She returned to the living room, placed her jacket across the back of a deep reclining chair, and deposited her shoulder bag next to it. She could at least carry her bags into the house. She couldn't believe that they planned for her to use the small bare room at the back, but there seemed to be no other. And the bathroom—there was only one! She'd never shared a bathroom with anyone in her life. Oh, why hadn't she stayed in Kalispell, rented a car, and driven out here the next morning?
She carried in her small cosmetics bag, opened it, and took a wet cloth from a plastic wrap to wipe her face. It felt good to remove the road grime. Feeling somewhat refreshed, she returned to the porch to get the rest of her luggage.
A dust-covered Jeep came careening off the road into the drive, followed closely by a pickup truck with several men standing in the back.
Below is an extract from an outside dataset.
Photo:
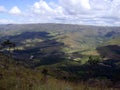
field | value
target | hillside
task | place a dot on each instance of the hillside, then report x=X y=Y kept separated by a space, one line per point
x=73 y=53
They waved and whistled at the stream of cars that moved on toward town in a cloud of dust. The mill must have closed down for the day.
Margaret suddenly felt as if all the air had been squeezed out of her. What was she to do? She couldn't turn and run into the house, much as she wanted to. She was Edward Anthony's daughter, co-owner of the Anthony/Thorn Lumber Company. The thought stiffened her spine. She stood quietly, hands clasped in front of her, and waited for the Jeep to stop beside the house.
The driver sat for a minute and looked at her. The pickup pulled up behind him, and the men spilled out. The door of the Jeep jerked open. Duncan Thorn was big without being bulky, his shoulders broad beneath an open mackinaw. He had the same brown hair, the same blue eyes, and the same tanned face, but a mustache had been added. She would have known him in a crowd of a million people. She fleetingly wondered if she'd be able to say the same about Justin if she had seen him only once years ago.
Thorn bounded up onto the porch. “Hi, sweetheart. I see you made it!” Strong hands snatched her to him, and he placed a hard kiss on her lips. “C'mon boys, meet my girl, Maggie Anderson. What's the matter, honey? So glad to see me you're speechless?”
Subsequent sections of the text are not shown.